In another example, an employer with 75 insured lives was covered through a self-funded plan with a $15,000 specific policy and an aggregate policy.

Because of very high renewal costs, the employer decided to move to an HMO/POS plan. This was a fully insured plan with attractive rates and benefits. Before making a change, the client was asked by the broker to poll every employee to see if there were any large incurred claims. The current specific policy was a paid contract and wouldn’t insure claims paid after termination of the policy. The fully insured plan wouldn’t pick up any expenses incurred prior to the plan’s effective date, so there was a potential for gaps in coverage.

The HR manager found no large claims pending, but was told that an employee went to the hospital for one day for his heart condition but was back at work the next day. They changed to the HMO/POS insured plan. Two months later a bill for $49,000 was submitted for one day at the hospital! As a result, the employer had to fund the entire bill since it was incurred under the self-funded plan but unpaid at the termination of that plan. Even good and careful planning was not enough here.

Employers should purchase “terminal liability” protection to limit potential claims when leaving a self-funded plan.


As we have shown, there are also risks associated with leaving a self-funded plan whether an employer is just changing administrators or moving to a fully insured plan. Partially self-funded plans, while offering flexibility, reduced fixed costs, and the potential for lower overall costs, do shift more risk to the employer.

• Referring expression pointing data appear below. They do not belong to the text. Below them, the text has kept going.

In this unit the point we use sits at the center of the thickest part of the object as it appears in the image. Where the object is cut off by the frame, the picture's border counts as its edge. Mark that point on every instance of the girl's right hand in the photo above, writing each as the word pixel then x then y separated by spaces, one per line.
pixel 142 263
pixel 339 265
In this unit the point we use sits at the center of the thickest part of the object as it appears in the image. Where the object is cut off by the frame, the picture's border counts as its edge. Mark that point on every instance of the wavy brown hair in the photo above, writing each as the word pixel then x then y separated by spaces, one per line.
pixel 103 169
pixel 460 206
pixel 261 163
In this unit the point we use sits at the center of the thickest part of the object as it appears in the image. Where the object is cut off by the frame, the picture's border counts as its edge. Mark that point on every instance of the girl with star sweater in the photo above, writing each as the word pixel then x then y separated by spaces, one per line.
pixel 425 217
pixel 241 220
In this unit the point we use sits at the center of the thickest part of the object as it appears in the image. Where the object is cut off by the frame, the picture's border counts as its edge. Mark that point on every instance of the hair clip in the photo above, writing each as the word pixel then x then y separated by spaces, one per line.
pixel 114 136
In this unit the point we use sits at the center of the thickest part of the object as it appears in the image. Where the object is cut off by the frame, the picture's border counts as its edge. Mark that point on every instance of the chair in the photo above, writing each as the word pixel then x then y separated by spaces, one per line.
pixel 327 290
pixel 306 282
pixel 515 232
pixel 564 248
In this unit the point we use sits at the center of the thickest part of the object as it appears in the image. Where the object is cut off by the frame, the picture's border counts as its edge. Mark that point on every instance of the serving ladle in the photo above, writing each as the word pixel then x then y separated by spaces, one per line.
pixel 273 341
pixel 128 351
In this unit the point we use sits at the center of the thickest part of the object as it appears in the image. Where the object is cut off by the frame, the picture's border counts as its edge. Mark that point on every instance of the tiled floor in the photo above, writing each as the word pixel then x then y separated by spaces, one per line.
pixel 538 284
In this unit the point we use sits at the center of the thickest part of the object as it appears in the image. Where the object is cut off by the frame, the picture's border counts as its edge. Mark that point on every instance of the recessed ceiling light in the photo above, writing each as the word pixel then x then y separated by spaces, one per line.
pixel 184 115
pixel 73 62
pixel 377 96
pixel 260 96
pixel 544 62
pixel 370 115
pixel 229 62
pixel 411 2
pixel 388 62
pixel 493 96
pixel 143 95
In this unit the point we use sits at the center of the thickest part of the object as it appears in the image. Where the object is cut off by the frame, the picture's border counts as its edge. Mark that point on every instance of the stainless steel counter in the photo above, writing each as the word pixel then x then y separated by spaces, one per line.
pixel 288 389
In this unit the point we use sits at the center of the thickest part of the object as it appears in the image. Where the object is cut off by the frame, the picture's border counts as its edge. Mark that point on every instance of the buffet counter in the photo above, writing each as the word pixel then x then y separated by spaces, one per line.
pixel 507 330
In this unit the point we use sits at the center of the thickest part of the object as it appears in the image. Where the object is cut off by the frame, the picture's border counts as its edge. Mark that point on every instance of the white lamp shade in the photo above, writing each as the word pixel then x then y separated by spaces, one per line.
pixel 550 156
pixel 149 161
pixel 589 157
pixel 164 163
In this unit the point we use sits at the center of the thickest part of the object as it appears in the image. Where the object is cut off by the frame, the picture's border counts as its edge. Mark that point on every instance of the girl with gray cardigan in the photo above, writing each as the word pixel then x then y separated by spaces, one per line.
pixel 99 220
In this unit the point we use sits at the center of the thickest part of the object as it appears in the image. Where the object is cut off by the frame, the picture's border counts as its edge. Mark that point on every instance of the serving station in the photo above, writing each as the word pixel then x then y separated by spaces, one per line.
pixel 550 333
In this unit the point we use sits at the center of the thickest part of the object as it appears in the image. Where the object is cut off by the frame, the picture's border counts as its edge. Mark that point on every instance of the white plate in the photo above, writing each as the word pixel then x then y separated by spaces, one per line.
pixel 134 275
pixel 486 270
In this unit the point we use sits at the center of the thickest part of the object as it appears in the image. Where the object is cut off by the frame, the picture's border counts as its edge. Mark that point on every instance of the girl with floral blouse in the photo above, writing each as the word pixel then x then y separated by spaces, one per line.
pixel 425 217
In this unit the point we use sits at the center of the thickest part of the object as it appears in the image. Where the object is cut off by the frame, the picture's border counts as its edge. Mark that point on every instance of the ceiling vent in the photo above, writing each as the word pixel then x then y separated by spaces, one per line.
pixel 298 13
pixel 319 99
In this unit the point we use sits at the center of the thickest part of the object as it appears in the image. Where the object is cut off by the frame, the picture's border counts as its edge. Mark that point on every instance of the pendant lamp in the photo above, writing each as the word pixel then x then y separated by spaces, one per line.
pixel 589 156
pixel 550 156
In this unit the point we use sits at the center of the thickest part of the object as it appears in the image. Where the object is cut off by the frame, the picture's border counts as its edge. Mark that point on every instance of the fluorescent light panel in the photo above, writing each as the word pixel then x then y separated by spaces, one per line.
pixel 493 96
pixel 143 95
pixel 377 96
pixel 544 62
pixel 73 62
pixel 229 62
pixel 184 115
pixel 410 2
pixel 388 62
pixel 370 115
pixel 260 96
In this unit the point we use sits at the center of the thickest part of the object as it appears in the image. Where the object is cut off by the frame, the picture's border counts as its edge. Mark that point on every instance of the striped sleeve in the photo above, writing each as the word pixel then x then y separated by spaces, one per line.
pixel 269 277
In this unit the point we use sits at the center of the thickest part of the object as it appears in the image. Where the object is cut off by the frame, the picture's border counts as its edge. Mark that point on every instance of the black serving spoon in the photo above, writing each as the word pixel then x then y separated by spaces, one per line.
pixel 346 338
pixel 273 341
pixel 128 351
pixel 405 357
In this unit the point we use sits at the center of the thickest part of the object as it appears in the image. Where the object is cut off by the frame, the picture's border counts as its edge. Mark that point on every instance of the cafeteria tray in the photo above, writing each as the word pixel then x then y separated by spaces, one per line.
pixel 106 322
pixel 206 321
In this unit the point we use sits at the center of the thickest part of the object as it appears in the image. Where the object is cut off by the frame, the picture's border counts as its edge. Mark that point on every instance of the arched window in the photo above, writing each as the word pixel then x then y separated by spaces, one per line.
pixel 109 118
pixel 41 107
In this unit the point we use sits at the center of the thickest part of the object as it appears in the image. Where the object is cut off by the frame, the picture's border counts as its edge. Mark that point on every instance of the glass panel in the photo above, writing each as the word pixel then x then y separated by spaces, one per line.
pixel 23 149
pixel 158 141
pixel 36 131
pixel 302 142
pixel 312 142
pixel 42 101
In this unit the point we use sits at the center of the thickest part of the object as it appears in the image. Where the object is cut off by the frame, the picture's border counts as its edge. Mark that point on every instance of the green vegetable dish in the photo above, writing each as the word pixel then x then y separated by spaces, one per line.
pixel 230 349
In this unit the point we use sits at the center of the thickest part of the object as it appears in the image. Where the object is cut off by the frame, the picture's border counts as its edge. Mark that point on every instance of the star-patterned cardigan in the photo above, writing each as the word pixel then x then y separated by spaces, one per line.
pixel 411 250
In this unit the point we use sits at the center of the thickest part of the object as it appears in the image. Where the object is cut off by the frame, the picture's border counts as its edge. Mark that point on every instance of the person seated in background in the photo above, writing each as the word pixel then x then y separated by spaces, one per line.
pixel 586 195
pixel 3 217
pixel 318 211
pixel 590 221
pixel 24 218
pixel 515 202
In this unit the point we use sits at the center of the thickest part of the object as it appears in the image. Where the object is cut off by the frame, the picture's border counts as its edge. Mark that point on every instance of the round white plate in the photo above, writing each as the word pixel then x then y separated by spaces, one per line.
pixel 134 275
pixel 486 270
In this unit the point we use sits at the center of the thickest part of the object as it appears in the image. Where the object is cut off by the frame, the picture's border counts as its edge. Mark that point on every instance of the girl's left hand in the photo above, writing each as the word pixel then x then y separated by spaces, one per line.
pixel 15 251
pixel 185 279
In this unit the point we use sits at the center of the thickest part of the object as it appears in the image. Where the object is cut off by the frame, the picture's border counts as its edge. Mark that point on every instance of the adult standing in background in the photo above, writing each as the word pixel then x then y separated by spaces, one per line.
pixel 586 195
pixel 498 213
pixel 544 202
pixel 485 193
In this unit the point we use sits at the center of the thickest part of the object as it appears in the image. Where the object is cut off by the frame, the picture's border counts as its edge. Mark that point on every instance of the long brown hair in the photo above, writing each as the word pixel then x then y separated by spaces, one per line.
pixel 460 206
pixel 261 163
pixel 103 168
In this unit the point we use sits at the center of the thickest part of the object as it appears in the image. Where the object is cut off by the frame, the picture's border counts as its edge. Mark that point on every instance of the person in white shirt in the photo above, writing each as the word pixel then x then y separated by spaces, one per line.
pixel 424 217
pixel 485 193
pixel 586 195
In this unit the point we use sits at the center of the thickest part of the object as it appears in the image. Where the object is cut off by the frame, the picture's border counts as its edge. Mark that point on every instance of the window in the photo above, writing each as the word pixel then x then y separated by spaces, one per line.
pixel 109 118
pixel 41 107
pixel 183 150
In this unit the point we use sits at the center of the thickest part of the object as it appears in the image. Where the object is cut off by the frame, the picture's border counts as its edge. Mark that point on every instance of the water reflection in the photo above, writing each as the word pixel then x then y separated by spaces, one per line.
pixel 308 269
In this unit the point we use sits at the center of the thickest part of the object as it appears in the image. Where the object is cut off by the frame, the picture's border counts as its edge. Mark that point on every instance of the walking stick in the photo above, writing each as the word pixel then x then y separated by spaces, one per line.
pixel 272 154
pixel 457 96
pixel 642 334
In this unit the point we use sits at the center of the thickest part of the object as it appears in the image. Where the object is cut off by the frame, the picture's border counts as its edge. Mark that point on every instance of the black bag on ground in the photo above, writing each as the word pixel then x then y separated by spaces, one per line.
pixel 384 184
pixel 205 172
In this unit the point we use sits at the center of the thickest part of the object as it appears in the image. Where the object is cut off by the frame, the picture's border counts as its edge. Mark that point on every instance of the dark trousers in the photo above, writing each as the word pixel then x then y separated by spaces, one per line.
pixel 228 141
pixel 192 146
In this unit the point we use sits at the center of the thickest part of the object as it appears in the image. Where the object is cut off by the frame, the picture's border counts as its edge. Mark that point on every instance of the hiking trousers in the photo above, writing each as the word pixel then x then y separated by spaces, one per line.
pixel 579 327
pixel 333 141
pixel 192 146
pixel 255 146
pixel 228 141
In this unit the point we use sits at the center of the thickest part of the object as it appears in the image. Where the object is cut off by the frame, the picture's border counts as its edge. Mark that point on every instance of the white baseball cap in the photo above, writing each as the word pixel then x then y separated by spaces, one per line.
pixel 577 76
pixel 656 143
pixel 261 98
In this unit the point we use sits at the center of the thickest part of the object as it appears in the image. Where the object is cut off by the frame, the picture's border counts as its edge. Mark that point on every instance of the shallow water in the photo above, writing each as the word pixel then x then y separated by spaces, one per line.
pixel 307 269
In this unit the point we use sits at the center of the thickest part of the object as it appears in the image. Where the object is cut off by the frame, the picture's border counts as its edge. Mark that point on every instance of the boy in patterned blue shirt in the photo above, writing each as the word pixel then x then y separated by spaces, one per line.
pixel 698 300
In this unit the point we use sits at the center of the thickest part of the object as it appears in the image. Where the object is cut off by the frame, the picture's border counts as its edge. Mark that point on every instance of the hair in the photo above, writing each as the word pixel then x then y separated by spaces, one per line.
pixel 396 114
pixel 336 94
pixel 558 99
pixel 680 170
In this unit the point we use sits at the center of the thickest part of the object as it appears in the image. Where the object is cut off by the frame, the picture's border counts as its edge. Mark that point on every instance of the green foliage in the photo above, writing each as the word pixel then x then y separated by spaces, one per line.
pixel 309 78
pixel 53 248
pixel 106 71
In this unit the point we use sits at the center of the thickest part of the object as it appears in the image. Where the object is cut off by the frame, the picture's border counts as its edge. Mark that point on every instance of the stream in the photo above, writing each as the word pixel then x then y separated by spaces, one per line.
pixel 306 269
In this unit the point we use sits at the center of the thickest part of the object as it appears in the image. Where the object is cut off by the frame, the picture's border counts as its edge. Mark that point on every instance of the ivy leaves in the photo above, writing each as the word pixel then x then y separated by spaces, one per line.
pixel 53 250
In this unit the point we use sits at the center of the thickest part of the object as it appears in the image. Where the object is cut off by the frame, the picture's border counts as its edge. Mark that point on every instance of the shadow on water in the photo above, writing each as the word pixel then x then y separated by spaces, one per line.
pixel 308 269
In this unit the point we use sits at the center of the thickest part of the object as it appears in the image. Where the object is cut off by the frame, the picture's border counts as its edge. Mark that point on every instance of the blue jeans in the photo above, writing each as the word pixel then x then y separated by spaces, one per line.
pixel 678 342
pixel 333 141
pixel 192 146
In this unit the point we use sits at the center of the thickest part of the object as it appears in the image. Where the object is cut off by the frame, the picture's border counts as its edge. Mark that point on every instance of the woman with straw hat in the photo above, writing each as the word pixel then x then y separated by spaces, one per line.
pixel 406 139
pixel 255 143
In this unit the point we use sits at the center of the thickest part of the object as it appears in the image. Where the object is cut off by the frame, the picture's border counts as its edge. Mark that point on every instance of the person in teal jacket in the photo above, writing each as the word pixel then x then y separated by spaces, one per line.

A good benefits broker educates clients about both the rewards and the risks. Contract terms that must be fully discussed include monthly caps on aggregate insurance, immediate reimbursement on specific claims, the withdrawal of a stop-loss insurer from a state, the carve out of named individuals from the stop-loss contract, and the problems arising when the claims processor pays a claim and the stop-loss carrier declines the reimbursement.

Recommendations in this complex area require careful deliberation by the broker/consultant, as well as complete recognition by all parties to potential risks. Understanding and controlling these potential risks may bring great financial rewards to the innovative employer who wants to control rising benefit costs.